Python scripts for parsing health data into and manipulating data in a SQLite DB. SQLite is a light weight DB that requires no server.
What they can do:
- Automatically download and import Garmin daily monitoring files (all day heart rate, activity, climb/decend, stress, and intensity minutes) from the user's Garmin Connect "Daily Summary" page.
- Extract sleep, weight, and resting heart rate data from Garmin Connect and import it into the DB.
- Download and import activity files from Garmin Connect. A summary table for all activities and more detailed data for some activity types. Lap and record entries for activities.
- Import Fitbit daily summary CSV files (files with one summary entry per day).

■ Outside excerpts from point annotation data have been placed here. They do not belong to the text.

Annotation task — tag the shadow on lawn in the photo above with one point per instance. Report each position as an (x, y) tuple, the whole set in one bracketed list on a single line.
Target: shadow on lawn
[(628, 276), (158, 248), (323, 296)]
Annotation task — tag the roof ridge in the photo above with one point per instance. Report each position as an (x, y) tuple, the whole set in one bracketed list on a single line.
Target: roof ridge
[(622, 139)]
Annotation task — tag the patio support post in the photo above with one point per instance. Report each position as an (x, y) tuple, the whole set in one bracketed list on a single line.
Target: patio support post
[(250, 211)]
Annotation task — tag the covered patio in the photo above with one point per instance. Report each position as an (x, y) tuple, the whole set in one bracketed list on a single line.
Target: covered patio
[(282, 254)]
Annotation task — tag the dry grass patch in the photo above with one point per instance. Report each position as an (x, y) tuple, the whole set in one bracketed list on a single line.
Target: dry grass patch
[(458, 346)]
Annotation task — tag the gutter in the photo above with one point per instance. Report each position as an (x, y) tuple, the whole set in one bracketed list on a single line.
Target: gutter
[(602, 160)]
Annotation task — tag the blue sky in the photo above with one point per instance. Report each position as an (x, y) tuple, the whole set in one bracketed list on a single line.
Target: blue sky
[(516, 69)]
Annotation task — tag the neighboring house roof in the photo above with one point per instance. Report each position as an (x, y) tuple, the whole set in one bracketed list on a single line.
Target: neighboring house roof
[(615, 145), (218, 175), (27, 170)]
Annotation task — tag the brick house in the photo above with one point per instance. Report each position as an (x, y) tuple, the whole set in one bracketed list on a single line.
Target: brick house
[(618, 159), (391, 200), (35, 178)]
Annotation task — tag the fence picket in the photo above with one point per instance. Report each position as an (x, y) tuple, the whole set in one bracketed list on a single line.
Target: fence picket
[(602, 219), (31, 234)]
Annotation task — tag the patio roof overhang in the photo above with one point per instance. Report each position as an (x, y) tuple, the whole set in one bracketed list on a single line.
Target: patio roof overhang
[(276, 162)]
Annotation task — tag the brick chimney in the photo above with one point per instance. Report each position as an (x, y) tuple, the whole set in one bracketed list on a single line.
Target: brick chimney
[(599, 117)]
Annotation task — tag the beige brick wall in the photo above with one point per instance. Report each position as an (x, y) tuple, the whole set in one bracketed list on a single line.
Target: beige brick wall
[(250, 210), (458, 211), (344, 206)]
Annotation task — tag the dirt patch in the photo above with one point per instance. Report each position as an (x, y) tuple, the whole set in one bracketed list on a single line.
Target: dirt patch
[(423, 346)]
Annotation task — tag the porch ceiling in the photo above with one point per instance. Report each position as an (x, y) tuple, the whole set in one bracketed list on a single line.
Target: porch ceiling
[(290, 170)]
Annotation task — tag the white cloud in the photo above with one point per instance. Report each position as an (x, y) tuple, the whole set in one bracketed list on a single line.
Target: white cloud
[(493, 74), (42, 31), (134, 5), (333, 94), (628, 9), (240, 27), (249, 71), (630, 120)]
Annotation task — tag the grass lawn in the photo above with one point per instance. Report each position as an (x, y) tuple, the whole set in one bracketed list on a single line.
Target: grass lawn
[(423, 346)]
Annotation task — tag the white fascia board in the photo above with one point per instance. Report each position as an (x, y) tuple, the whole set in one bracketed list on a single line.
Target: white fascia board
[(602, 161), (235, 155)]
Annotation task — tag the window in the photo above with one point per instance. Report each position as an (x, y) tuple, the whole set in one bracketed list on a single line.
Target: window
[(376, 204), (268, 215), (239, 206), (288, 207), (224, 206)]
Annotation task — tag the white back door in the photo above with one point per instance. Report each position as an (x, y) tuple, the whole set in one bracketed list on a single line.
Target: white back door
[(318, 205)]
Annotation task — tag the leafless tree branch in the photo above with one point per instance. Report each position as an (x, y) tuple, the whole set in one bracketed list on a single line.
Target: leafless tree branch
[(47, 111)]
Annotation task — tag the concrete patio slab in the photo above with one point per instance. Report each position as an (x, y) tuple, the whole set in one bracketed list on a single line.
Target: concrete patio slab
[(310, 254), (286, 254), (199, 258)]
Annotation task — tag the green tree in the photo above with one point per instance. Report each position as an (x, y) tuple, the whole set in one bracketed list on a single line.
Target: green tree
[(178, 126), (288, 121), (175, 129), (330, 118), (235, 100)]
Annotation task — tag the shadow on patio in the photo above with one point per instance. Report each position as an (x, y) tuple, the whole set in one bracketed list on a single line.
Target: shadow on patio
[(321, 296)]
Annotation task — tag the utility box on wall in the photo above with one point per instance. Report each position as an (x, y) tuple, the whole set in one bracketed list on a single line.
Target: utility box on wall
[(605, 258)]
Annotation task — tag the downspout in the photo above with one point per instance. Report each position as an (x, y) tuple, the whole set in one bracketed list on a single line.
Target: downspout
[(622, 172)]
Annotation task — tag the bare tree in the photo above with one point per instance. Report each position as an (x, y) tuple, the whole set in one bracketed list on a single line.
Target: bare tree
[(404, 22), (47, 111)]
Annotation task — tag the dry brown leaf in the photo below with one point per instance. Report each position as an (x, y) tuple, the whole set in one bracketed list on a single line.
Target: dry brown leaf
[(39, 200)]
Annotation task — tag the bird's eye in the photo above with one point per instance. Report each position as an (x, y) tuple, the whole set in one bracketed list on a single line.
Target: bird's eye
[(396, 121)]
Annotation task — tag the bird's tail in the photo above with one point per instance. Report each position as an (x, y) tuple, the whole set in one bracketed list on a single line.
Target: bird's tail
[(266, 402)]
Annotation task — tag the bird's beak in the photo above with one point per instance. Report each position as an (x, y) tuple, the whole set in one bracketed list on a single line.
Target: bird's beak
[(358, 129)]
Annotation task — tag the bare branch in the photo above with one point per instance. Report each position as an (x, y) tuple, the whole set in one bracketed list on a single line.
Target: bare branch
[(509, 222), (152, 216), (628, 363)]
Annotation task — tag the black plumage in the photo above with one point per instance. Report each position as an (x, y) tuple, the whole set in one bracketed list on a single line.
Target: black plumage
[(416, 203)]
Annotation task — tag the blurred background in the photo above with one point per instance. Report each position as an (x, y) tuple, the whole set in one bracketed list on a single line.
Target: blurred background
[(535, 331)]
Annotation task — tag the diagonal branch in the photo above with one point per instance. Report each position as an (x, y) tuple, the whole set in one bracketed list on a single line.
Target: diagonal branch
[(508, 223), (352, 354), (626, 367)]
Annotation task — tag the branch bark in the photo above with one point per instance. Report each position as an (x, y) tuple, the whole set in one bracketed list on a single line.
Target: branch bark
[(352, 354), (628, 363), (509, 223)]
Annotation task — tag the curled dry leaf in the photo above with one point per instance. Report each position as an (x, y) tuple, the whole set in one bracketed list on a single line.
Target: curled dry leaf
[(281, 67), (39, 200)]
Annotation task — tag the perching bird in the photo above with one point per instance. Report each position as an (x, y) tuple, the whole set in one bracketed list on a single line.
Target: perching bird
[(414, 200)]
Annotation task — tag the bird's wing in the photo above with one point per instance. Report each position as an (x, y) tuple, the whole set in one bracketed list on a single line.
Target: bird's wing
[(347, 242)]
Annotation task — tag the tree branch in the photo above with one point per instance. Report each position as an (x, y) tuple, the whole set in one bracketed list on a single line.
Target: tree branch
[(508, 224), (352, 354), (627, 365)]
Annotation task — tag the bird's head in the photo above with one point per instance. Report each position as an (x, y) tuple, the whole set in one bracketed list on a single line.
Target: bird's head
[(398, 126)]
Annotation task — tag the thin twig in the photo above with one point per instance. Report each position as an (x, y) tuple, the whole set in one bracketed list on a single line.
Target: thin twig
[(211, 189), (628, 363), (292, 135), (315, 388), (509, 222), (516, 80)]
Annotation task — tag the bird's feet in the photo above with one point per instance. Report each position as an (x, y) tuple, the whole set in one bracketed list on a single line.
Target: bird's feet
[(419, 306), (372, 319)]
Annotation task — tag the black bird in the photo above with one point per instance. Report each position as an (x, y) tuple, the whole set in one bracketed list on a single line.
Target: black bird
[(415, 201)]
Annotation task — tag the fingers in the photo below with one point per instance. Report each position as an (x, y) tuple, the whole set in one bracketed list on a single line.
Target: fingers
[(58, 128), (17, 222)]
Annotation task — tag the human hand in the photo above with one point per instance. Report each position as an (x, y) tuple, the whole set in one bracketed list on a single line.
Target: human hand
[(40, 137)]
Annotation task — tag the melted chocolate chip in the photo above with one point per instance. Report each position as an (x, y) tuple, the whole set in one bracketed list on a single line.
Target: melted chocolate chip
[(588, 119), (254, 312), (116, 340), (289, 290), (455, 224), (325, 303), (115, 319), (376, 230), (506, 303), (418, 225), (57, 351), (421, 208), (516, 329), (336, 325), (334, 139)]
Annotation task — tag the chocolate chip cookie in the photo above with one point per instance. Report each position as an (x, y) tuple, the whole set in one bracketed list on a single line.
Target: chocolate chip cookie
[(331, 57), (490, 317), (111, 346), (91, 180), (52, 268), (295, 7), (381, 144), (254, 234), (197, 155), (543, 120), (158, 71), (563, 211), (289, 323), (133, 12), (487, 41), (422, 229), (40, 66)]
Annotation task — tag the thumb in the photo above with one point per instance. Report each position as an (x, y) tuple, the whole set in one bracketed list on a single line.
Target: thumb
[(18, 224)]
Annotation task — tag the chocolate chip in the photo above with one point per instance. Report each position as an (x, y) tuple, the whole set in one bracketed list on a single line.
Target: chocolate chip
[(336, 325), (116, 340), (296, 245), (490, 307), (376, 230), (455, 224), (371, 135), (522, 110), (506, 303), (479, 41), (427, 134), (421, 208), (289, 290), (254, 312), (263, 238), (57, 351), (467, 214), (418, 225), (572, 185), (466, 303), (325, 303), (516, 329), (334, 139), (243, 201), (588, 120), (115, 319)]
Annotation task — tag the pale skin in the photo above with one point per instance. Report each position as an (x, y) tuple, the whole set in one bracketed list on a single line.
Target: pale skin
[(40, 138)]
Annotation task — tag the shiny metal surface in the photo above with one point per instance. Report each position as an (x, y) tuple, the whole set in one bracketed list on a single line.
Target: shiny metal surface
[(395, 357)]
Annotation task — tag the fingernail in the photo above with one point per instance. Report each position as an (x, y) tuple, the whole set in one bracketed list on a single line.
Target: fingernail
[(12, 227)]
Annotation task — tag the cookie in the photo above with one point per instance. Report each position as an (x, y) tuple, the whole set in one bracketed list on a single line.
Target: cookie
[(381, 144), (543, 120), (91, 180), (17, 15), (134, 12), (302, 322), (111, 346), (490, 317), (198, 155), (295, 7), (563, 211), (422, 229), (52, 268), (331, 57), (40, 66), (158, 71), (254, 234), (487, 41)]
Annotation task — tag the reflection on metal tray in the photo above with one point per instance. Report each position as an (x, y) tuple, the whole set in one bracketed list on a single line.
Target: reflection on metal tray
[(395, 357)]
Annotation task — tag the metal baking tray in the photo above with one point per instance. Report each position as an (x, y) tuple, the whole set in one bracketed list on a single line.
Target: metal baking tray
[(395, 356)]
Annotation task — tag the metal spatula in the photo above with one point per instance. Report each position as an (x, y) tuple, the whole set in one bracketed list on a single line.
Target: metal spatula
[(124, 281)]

- Import MS Health daily summary CSV files and MS Health Vault weight export CSV files.
- Summarizing data into a common DB with tables containing daily summaries, weekly summaries, and monthly summaries.
- Retain data as JSON files or FIT files so that the DB can be regenerated without connecting to Garmin.
Once you have your data in the DB, I recomend using a SQLite browser like SQLite Studio for browsing and working with the data.
The scripts are automated with Make. Run the Make commands in a terminal window. You may need to reconfigure the file and directory paths in the makefile variables.
- Git clone GarminDB repo. Get the command from the green button on the project home page.
- Run
make setup
get the scripts ready to process data. - Run
make GC_DATE=<date to start downloading data from> GC_DAYS={number of days of data to download} GC_USER={username} GC_PASSWORD={password} build_dbs
. - Keep all of your local data up to date by running only one command:
make GC_USER={username} GC_PASSWORD={password}
. - Run
make backup
to backup your DBs.
More usage
- If you get a DB version exception, the DB schema was updated and you need to rebuild your DBs by running
make GC_USER={username} GC_PASSWORD={password} rebuild_dbs
. - The scripts were developed on OSX. Information or patches that on using these scripts on other platforms are welcome.
- Running the scripts on Linux should require little or no changes.
- I'm not sure what it would take to run these scripts on Windows. Installing the Ubuntu subsystem on Windows 10 is one possibility. Using a Linux container is another possibility.
- If you have issues, file a bug here on the project. See the Issues tab at the top of the project page.